Jon, I’m sometimes lucky enough not to need an XY series for the axis labels, because my bins are bounded by integers anyway. After writing that comment, I checked that, yes, I could write a name that would refer to three ranges, the original, a blank range, and the original offset by one.
But like you say, how do you hand that off to a random colleague and expect that they’ll ever understand what to do if it breaks? :-)
Jon Peltier says
Making a CDF of a data set allows more rigorous analysis of the data, and I probably will write a post about this technique. I did write a tutorial about using a dummy series to create a probablility axis scale, in https://peltiertech.com/Excel/Charts/ProbabilityChart.html.
I’ve found that these charts often need a lot of explanation. People have trouble with a simple pseudo-CDF like a pareto chart (https://peltiertech.com/pareto-charts/), and a CDF is even a bit more complicated. This doesn’t mean we shouldn’t use them, it just means we may need to explain the chart itself, before explaining the data in the chart.
Lawrence Heltzer says
This was VERY helpful…and timely! Thanks.

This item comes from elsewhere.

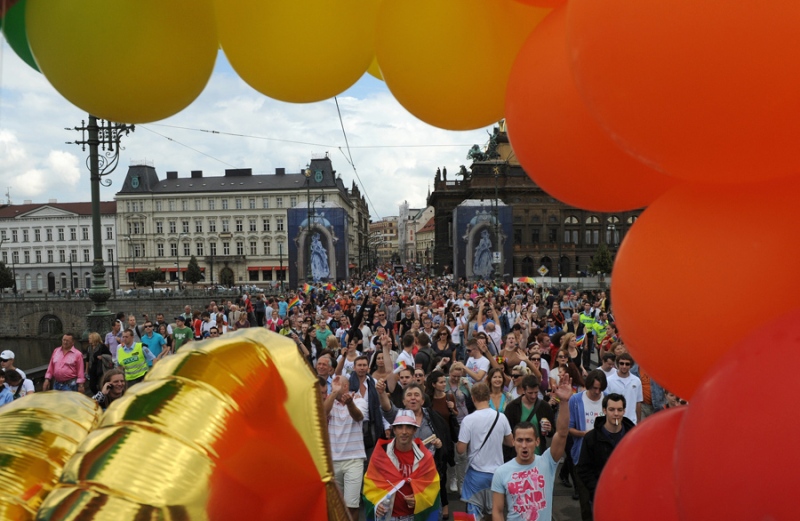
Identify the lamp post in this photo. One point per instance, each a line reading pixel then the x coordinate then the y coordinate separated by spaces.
pixel 105 135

I’m trying to solve another chart issue (not sure where to post this one on your site, sorry.) I have a dynamic line chart that tracks monthly revenues. The user can scroll through time and see how revenues change month to month (or quarter to quarter). But what I need to add is a cumulative year-to-date line and the problem is I don’t know how to break that line after the end of a fiscal year when the cum is reset to the value of the first period.
The problem is easily solved using columns for the YTD cumulative data, but the request is for a line and I’m not sure whether that is more effort than it’s worth. What do you think?
Jon Peltier says
I’m assuming you are not asking how to reset the YTD total when starting a new year. To get a gap, you need either a gap in the data (a truly blank cell, not “” or #N/A or related tricks), or you need to use two different series, one worksheet column for last year and the next column for this year.

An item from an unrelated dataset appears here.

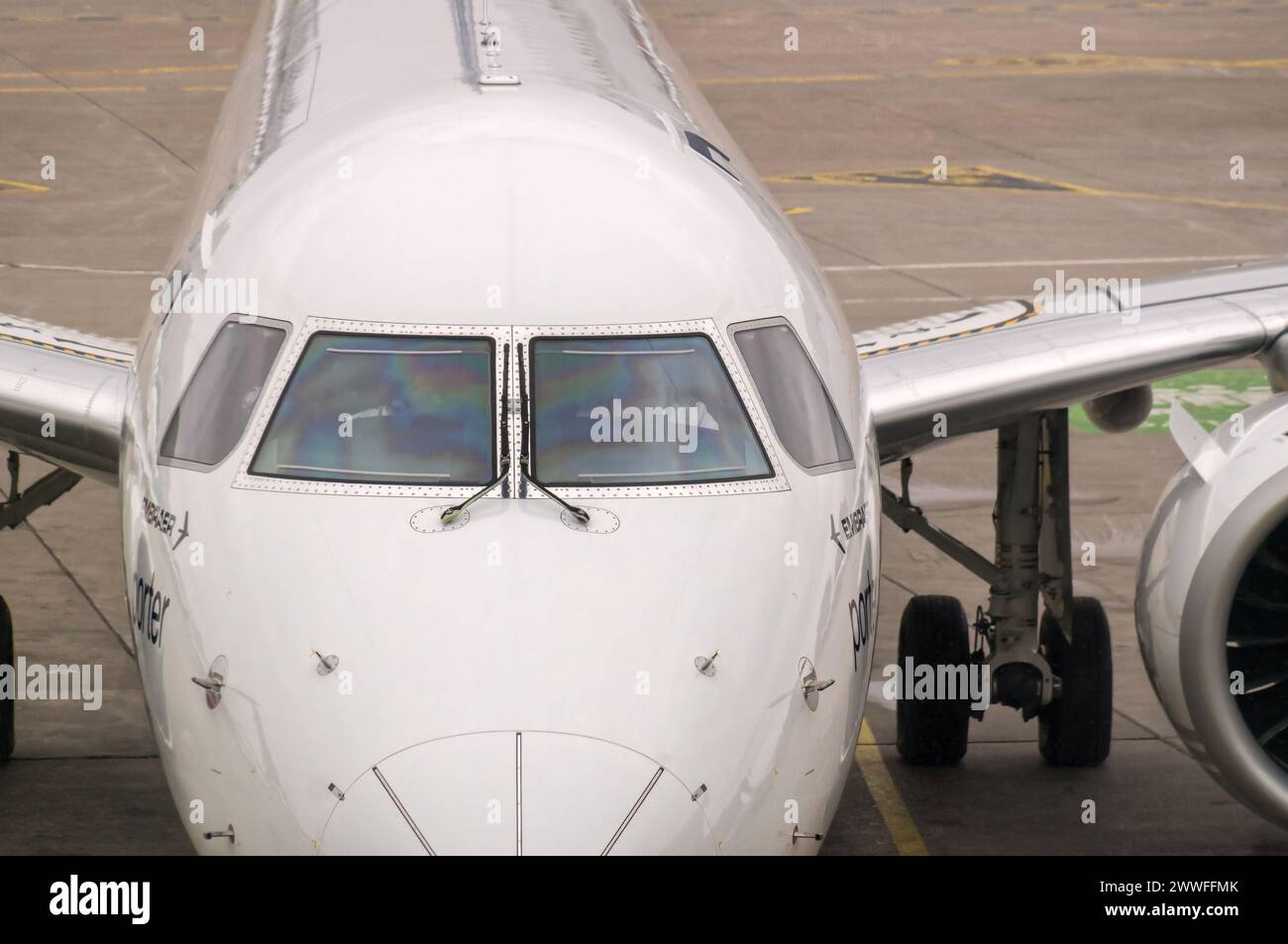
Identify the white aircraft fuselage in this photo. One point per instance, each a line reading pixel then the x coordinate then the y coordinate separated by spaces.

Very useful tutorial. Count me as convinced: this XY method is the best way to draw a histogram in Excel when one wants to add other data to the chart.
As a visual check of whether a dataset follows a distribution, most commonly a normal one, a histogram is a great place to start. Add a bell curve having the same average and scatter and area as the dataset, and we’ve got a very good graphic.

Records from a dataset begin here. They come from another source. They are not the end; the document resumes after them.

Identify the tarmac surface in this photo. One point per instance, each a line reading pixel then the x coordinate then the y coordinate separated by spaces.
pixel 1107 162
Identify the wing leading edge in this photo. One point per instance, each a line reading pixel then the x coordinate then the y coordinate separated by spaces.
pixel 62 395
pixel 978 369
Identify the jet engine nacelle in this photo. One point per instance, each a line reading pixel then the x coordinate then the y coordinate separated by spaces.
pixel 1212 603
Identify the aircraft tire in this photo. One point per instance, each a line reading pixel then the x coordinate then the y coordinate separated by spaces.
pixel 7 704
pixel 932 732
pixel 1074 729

To provide more insight into the data, what is usually needed is statistical hypothesis testing rather than a better visual, such as your NPP plot (a transformed CDF plot) would be for some. Why not just report the results (p-value) of your favorite statistical hypothesis test(s) for normality as a caption or footnote on the more familiar plot showing the histogram with its bell curve hypothesis? (Pity that native Excel doesn’t have any such tests readily available…)
A quick and dirty shortcut could be using a negative error bar on a xy scatter plot. The height of the error bar is equal to the value. Make the error bar as thick as possible and use an appropriate marker (or no marker at all) for the data point itself so that it looks a bit like a bar.